You can create multiple network namespaces, each with their own ip address, and connect them together any way you want.
For example, let's say we want to simulate three nodes sharing a
private network. First we create a bridge device that will represent
the network:
ip link add name br-net0 type bridge
ip addr add 192.168.13.1/24 dev br-net0
ip link set br-net0 up
Which gets us:
# ip addr show br-net0
3: br-net0: <NO-CARRIER,BROADCAST,MULTICAST,UP> mtu 1500 qdisc noqueue state DOWN group default qlen 1000
link/ether 2a:06:b9:b4:e9:61 brd ff:ff:ff:ff:ff:ff
inet 192.68.13.1/24 scope global br-net0
valid_lft forever preferred_lft forever
Next, we'll create network namespaces to represent out fake machines:
# ip netns add node0
# ip netns add node1
# ip netns add node2
Next, we create three veth pairs that we'll use to connect our namespaces to the bridge:
ip link add name node0-ext type veth peer name node0-int netns node0
ip link add name node1-ext type veth peer name node1-int netns node1
ip link add name node2-ext type veth peer name node2-int netns node2
Each of these commands creates a veth
pair, and puts one end of the
pair in the named network namespace. We need to connect the "outside"

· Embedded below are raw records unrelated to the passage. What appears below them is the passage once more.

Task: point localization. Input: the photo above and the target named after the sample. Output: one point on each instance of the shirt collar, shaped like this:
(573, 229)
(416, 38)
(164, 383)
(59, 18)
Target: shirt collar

end of each pair to our bridge:
ip link set master br-net0 dev node0-ext
ip link set master br-net0 dev node1-ext
ip link set master br-net0 dev node2-ext
Finally, we need to (a) assign addresses to our virtual nodes:
ip netns exec node0 ip addr add 192.168.13.10/24 dev node0-int
ip netns exec node1 ip addr add 192.168.13.11/24 dev node1-int
ip netns exec node2 ip addr add 192.168.13.12/24 dev node2-int
The ip netns exec
command lets us run commands inside a network namespace (you can also do this using nsenter
).
And (b) bring up all the interfaces:
for node in 0 1 2; do
ip link set node${node}-ext up
ip netns exec node${node} ip link set node${node}-int up
done
Now, we have three virtual nodes, each with a unique ip address and
MAC address:
# ping -c 1 192.168.13.10
PING 192.168.13.10 (192.168.13.10) 56(84) bytes of data.
64 bytes from 192.168.13.10: icmp_seq=1 ttl=64 time=0.054 ms
--- 192.168.13.10 ping statistics ---
1 packets transmitted, 1 received, 0% packet loss, time 0ms
rtt min/avg/max/mdev = 0.054/0.054/0.054/0.000 ms
# arp -an
? (192.168.122.1) at 52:54:00:90:73:ca [ether] on eth0
? (192.168.13.11) at ba:0b:4b:ed:e4:bb [ether] on br-net0
? (192.168.13.12) at da:38:38:32:29:17 [ether] on br-net0
? (192.168.13.10) at 56:ad:09:af:46:1f [ether] on br-net0
Mininet is a great tool for automating this sort of setup.